Dark days in Delhi:  In October and November, for the second year in a row, city air pollution levels were so high they couldn’t be measured by the city’s monitoring equipment.

Dark days in Delhi: In October and November, for the second year in a row, city air pollution levels were so high they couldn’t be measured by the city’s monitoring equipment.

U.S. oil refineries that are unable to sell a dirty, fuel waste product at home are exporting vast quantities of it to India instead.

Petroleum coke, the bottom-of-the-barrel leftover from refining Canadian tar sands crude and other heavy oils, is cheaper and burns hotter than coal. But it also contains more planet-warming carbon and far more heart- and lung-damaging sulphur, a key reason few American companies use it.

Refineries instead are sending it around the world, especially to energy-hungry India, which last year got almost a fourth of all the fuel-grade “petcoke” the U.S. shipped out, an Associated Press investigation found. In 2016, the U.S. sent more than 8 million metric tonnes of petcoke to India.

That’s about 20 times more than in 2010. The petcoke burned in factories and plants is contributing to dangerously filthy air in India, which already has many of the world’s most polluted cities.

Delhi resident Satye Bir does not know all the reasons Delhi’s air is so dirty, but he says he feels both fury and resignation.

“My life is finished... My lungs are finished,” said the 63-year-old Bir, wheezing as he pulls an asthma inhaler out of his pocket. “This is how I survive. Otherwise, I can’t breathe.”

Laboratory tests on imported petcoke used near New Delhi found it contained 17 times more sulfur than the limit set for coal, and a staggering 1,380 times more than for diesel, according to India’s court-appointed Environmental Pollution Control Authority.

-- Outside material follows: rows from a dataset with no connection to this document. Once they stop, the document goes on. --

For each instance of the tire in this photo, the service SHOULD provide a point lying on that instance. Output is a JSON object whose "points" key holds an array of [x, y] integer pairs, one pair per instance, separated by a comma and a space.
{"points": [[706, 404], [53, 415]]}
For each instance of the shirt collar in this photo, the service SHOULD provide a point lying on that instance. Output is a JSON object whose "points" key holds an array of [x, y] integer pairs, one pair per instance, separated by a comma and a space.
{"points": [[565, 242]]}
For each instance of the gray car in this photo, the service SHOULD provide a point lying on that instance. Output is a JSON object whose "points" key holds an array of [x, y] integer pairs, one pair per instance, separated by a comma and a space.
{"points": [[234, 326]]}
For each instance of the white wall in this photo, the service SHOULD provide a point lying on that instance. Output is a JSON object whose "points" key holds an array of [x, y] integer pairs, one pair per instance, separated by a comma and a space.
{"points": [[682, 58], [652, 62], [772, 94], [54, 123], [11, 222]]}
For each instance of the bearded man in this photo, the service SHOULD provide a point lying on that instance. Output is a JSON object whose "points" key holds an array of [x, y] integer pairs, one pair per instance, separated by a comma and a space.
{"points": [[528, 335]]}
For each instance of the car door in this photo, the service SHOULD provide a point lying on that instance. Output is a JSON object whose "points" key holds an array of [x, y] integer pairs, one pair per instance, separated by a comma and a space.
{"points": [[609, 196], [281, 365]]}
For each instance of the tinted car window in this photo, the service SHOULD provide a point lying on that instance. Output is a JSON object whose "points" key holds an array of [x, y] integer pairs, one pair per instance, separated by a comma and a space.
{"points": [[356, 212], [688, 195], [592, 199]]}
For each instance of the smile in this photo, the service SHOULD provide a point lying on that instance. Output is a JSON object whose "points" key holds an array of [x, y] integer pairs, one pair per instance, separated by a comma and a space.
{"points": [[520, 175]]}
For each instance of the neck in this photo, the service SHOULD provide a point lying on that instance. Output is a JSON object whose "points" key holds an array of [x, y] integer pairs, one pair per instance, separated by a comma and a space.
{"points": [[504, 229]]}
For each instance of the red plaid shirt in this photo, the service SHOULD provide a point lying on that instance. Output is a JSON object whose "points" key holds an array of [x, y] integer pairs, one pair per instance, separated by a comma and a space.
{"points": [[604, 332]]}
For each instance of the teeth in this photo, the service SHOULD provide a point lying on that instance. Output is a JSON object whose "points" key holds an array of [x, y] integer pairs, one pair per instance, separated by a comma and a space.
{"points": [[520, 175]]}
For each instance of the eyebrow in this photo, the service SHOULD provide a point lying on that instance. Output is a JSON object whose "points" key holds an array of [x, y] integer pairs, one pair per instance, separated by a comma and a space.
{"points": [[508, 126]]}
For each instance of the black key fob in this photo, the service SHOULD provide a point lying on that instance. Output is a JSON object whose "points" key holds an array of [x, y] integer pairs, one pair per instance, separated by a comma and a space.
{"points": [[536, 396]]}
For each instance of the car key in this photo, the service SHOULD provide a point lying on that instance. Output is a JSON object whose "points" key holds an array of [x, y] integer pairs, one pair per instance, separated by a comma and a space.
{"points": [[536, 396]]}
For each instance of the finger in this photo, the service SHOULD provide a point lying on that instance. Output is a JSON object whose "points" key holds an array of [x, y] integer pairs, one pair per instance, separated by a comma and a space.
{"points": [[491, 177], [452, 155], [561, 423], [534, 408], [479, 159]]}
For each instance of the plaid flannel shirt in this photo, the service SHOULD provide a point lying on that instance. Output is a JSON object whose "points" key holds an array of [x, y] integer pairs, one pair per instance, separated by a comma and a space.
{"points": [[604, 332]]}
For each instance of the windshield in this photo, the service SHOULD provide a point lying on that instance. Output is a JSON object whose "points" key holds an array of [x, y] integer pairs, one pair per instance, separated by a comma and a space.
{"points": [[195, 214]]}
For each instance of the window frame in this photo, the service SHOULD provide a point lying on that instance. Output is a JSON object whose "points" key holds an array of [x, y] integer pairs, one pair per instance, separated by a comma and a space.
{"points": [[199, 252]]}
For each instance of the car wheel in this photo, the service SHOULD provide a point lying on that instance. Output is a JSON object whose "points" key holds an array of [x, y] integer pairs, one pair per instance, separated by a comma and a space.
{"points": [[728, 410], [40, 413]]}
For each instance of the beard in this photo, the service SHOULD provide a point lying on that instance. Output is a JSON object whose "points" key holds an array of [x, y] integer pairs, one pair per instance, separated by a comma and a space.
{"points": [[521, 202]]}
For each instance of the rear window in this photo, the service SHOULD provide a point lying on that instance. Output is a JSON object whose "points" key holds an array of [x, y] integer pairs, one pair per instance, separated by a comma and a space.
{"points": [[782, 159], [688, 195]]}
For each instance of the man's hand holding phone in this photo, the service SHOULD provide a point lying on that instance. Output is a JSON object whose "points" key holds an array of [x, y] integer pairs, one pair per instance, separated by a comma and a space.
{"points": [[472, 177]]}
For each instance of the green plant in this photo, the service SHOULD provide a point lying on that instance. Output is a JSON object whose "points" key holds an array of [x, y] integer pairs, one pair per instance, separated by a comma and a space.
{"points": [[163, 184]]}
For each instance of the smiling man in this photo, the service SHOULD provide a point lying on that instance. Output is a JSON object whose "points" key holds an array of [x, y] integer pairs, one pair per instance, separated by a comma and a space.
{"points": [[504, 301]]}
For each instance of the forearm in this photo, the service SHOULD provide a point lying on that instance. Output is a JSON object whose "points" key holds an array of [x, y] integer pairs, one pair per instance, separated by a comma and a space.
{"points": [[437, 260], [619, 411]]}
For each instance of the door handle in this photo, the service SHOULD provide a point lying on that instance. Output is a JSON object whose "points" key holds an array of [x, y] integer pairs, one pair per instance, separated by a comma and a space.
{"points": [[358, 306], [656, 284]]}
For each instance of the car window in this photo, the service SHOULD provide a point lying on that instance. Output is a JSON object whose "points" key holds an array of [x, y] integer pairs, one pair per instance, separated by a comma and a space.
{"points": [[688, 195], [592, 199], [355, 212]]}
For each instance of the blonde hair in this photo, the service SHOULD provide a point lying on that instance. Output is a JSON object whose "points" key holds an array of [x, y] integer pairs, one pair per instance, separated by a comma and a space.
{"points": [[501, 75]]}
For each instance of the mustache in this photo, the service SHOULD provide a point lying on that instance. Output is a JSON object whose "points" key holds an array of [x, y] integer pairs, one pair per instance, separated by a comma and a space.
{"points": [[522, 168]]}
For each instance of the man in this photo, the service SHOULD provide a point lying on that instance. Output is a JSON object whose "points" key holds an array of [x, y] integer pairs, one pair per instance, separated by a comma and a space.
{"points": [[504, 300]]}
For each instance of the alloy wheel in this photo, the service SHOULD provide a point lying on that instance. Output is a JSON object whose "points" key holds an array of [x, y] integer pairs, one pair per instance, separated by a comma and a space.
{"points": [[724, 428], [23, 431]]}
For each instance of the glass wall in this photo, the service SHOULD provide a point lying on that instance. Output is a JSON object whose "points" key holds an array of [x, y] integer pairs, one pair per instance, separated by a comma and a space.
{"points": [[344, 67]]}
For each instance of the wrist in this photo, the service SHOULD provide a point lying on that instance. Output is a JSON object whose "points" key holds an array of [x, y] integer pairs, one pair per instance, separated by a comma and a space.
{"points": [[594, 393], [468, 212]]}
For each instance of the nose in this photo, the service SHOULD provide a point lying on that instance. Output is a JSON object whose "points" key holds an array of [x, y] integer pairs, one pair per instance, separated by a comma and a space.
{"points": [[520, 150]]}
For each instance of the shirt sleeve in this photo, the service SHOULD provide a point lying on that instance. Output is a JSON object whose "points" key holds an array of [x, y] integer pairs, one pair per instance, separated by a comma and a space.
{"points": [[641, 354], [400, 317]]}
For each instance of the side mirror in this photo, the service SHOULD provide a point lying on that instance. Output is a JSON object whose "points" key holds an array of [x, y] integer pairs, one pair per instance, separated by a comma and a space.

India’s own petcoke, produced domestically, adds to the pollution.

“We should not become the dust bin of the rest of the world,” said Sunita Narain, a member of the pollution authority who also heads the Delhi-based Center for Science and the Environment. “We certainly can’t afford it; we’re choking to death already.”

Embracing tar sands

For more than a century, oil refining has served as a lifeline in America’s industrial heartland, where thousands of manufacturing jobs have been lost in recent decades.

In gritty northwest Indiana, a sprawling oil refinery and steel mills dominate the Lake Michigan shoreline. Freight trains chug through working-class neighbourhoods. And smokestacks and distillation towers still symbolise opportunity.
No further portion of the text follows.